Memristor is just a kind of resistor with memory rather than new fourth passive element. The relationship between charge and flux represents the resistor. The resistors include linear resistor, nonlinear resistor and memristor. The memristor is memory resistor.
Pandoras box have been open, and cant be closed again. This have both positive and negative potential. On the negative side, soon we will have a real AI, among us..
The memristor is supposed to be the fourth passive deviced as theorized by Chua in 1971. It's completely passive. i.stack.imgur.com/3PvGn.png Resistance is a connection between voltage and current. Capacitance between voltage and charge Inductor between current and magnetic flux One element that connects charge and magnetic flux is missing, if it exists, and that would be the memristor (see picture).However since a few years people have been calling resistive memories "memristors", but that's simply not correct...
+ImaginaryHuman072889 ok, why do you facepalm? provide a physics and electrical-engineering based explanation of why you think memristors will not scale well on a CMOS process.
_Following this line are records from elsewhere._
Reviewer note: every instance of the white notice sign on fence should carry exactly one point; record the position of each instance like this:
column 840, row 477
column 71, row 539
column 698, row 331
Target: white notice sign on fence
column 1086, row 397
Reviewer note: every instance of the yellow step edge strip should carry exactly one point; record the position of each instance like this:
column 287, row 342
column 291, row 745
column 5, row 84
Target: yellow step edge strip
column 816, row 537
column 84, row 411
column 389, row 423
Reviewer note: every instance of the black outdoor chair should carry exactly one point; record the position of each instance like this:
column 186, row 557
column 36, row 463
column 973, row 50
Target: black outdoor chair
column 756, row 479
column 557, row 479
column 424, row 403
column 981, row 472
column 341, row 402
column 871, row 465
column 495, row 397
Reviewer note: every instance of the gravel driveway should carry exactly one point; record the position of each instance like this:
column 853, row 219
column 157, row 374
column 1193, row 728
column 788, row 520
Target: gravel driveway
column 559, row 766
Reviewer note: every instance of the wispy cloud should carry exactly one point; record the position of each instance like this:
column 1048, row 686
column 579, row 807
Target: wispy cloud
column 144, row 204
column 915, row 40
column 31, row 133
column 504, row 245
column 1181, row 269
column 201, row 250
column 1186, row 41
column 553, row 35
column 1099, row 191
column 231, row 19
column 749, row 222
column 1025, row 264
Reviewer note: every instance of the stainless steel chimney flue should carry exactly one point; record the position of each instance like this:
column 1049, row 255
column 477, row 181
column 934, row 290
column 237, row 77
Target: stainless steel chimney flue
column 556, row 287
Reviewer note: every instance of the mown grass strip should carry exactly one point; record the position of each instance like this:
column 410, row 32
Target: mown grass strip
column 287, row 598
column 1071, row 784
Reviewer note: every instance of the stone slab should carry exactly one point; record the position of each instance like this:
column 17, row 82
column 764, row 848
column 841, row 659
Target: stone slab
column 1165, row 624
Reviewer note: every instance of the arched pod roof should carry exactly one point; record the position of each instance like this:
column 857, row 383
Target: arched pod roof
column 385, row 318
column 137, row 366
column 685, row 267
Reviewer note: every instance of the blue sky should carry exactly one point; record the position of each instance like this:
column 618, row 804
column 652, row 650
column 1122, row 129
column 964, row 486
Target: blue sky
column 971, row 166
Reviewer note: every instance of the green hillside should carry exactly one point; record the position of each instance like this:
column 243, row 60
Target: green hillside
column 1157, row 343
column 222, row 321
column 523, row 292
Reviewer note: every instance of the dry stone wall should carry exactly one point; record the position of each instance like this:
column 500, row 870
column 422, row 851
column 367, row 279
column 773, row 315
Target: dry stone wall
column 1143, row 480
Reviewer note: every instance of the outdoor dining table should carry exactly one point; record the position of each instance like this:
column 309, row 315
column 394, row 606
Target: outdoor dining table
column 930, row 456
+jrcenina85 i've never heard of "almost unlimited" being described as an idiom, but even if it were an idiom, why would he use such a meaningless expression to describe how many memristors could fit on a chip? i guess i could understand him saying this if it were a non-technical audience, but seeing as the intended audience is clearly mostly electrical and/or computer engineers, this seems silly. it would be like an english teacher using "aint" during lecture.
+ImaginaryHuman072889 the existence of the specific idiom doesn't change anything. Our language allows for non-literals. Whether that's a good thing or not is arguable. But if you hold someone to something they literally say then the way language operates goes over your head. And an English teacher using "ain't" doesn't bug me. If anything it shows they are confident enough in their command of the language to know that using "aint" doesn't define them.